Astro Zhi Zun HD
- Country: Malaysia
- Broadcast area: Malaysia

Programming
- Languages: Mandarin (until 12 January 2013) Cantonese
- Picture format: 16:9 (HD)

Ownership
- Owner: Astro
- Sister channels: Astro AEC Astro Hua Hee Dai HD Astro Shuang Xing Astro Quan Jia HD Astro Wah Lai Toi Astro Xiao Tai Yang

History
- Launched: 16 June 2010
- Closed: 6 October 2014
- Replaced by: Astro Wah Lai Toi HD

Links
- Website: zhongwen.astro.com.my/Channels/ZZHD

= Astro Zhi Zun HD =

Malaysian television channel

Astro Zhi Zun HD (Astro至尊HD in Simplified Chinese) was a Malaysian channel that began broadcasting on 16 June 2010 as Astro's first Chinese-language channel and non-English language HD channel. This channel mirrored 80% of the content on its sister channel Astro Wah Lai Toi, including drama series and sitcoms on weekdays, as well as variety shows, game shows and travelogues.

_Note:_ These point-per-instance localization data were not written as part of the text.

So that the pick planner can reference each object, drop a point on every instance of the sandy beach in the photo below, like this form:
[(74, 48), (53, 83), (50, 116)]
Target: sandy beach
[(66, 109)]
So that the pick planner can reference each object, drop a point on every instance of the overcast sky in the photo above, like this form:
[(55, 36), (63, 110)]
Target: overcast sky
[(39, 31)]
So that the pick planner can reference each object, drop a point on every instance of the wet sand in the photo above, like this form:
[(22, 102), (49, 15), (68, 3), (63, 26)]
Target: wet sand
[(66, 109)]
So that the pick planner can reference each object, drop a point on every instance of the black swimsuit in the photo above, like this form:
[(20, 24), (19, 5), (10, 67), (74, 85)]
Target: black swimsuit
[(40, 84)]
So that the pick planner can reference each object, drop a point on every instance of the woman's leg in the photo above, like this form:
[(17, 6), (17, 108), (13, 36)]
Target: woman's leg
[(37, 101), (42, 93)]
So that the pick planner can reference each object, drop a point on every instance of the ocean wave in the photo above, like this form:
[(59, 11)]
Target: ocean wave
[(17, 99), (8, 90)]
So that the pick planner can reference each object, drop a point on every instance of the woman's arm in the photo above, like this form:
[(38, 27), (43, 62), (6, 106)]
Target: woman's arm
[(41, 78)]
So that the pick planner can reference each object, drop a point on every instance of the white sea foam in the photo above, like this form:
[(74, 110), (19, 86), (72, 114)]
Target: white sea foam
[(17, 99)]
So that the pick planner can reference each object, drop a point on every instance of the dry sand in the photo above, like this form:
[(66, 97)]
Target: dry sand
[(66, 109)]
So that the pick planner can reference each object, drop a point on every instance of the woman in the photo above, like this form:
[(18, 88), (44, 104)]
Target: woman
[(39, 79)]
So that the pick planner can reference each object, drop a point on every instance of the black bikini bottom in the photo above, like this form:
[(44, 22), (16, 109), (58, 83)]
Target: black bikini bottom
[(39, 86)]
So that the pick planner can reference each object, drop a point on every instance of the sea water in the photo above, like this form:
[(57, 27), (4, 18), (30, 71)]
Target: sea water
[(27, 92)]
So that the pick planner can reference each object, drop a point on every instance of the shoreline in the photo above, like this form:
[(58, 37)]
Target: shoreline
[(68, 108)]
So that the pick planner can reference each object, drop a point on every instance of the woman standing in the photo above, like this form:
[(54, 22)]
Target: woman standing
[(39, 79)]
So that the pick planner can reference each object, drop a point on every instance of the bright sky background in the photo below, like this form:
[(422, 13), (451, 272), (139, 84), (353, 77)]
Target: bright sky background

Until 12 January 2013, Astro Zhi Zun HD featured programmes in Mandarin and Cantonese. This included Chinese dramas, documentaries, variety shows, TVB content, and local Cantonese programmes. The non-Cantonese content on Astro Zhi Zun HD was then moved to Astro Quan Jia HD.

Astro Zhi Zun HD was renamed to Astro Wah Lai Toi HD on 6 October 2014.